After about 30 minutes of plodding around the creek, during which my sweatpants got soaked even after I rolled them up (pro tip: don’t wear long pants in creeks!), I found a suitable place. The roots of a tree that I cannot identify jut out from a shallow cliff-face. An oblong conglomeration of roots and trunk form a seat of sorts, that I used to observe the space around me. I sit facing south, where a large tree bridges the water, (see my shoddy rendition and the real thing below). To the east is a field with cows.
The air smells musty, earthy, like mud and grime. Sulfuric almost. The odor is not too overbearing, though, and is relatively easy to ignore. The whole area is in a transient state as summer turns to autumn; some leaves are fresh, green, still determinedly stuck to their branches. Others are faded, yellowed, like an old sheet of papyrus. They fall and float downstream. East of me is a shock of purple, a deep indigo. A type of wildflower I later identify as a blue lobelia. A pale green lichen colonizes the bark of the log I sit on, as well as small patches of dark moss.
Directly beneath me is the water of the creek. It’s brown and clouded from when I stirred up debris. Eventually it settles, and the mud-tinted clarity returns so I can see the bottom, which is populated with rocks; flat and jagged and not yet eroded smooth. Occasionally a twig or leaf snaps off and falls or a fish nips at the surface and ripples undulate outward. Otherwise it is still; the current not as noticeable here.
I’ve noticed ants, black and thick and about a centimeter long, scurrying this way and that on my log. Sometimes one crawls on me and I place it back on the wood. I believe they’re carpenter ants, though I am often wrong. Crickets chirp in the east, and another insect trills in time with them. A bird warbles a call I don’t think I’ve ever heard before (see video!). Fish and crawfish dart about underwater.
Link to the video with the bird calls!
It was easy to fall into the lull of the babbling water a few meters upstream, and the whisper of the wind shaking the leaves. Occasionally, however, I was pulled rather rudely from my reverie by a tree limb cracking behind me or a branch falling into the water. I will admit my heart jolted each time, because anxiety is a fun thing that I have.

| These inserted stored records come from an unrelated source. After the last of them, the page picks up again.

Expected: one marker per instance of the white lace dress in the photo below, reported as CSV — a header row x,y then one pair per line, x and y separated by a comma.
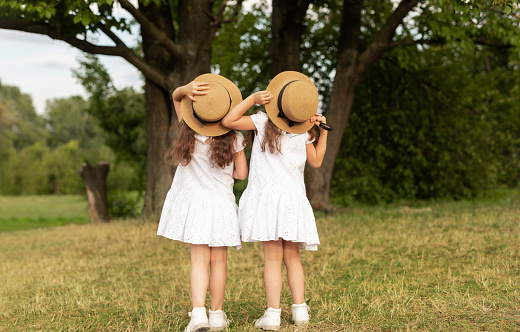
x,y
274,204
200,206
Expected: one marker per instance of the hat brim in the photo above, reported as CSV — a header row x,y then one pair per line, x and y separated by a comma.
x,y
210,129
277,83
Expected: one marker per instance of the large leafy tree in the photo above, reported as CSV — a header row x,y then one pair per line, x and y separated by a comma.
x,y
337,42
370,30
176,46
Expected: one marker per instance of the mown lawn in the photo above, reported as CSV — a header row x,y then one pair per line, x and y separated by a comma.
x,y
24,212
422,267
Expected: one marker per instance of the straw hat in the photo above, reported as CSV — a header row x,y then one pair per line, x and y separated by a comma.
x,y
205,115
295,102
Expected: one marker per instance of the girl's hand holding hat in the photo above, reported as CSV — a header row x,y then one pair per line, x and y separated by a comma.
x,y
320,121
262,97
196,88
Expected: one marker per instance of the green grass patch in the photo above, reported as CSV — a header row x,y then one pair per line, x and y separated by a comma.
x,y
25,212
447,266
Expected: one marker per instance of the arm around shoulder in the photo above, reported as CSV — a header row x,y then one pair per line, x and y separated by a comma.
x,y
240,171
235,119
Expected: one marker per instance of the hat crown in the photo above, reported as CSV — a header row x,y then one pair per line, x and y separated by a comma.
x,y
299,100
215,105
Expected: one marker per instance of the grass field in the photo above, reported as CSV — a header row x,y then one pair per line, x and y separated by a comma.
x,y
422,267
24,212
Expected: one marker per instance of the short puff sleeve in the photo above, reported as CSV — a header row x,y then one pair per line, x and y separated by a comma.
x,y
260,119
309,140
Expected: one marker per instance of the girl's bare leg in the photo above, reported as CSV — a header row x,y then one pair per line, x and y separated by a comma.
x,y
295,278
200,258
273,255
217,276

I have decided to observe the patches of lichen on the tree bark behind me, the water level of the creek (I am quite curious as to how drastically it varies in dry/wet seasons, as I have seen hints that it actually gets quite high on occasion…), and the blue lobelia that grows out from the cliff face, somewhat mirroring the clump of roots I sat on.
At 3:09 I jumped back into the water (dunking my sweatpants in water again, ugh), and made the long trek back home.
Your narration is awesome and so are your photos and your sketch! This is so detailed, like how you added a link to that bird call video, and I love it! In addition to that, the way you describe what you see is very meticulous and beautiful (an instance of this could be when you talk about the blue lobelia). You can definitely paint a picture in your head with these descriptions alone. Your trunk/ roots that you sat on is rad, by the way.
Let me just start off saying props for you wearing your pajamas while doing this! Your descriptions you put in this blog gave me a very good picture of myself sitting in your sit spot; especially when you were talking about how the air smelled and the bird call video! The three things you chose are also perfect for your spot! I am very excited to learn more about the creek levels as I am very curious about water levels in any water environment. One more thing how you found your sit spot is in of it a story all itself, how you just kept walking, walking and exploring! You are a real-life adventurer.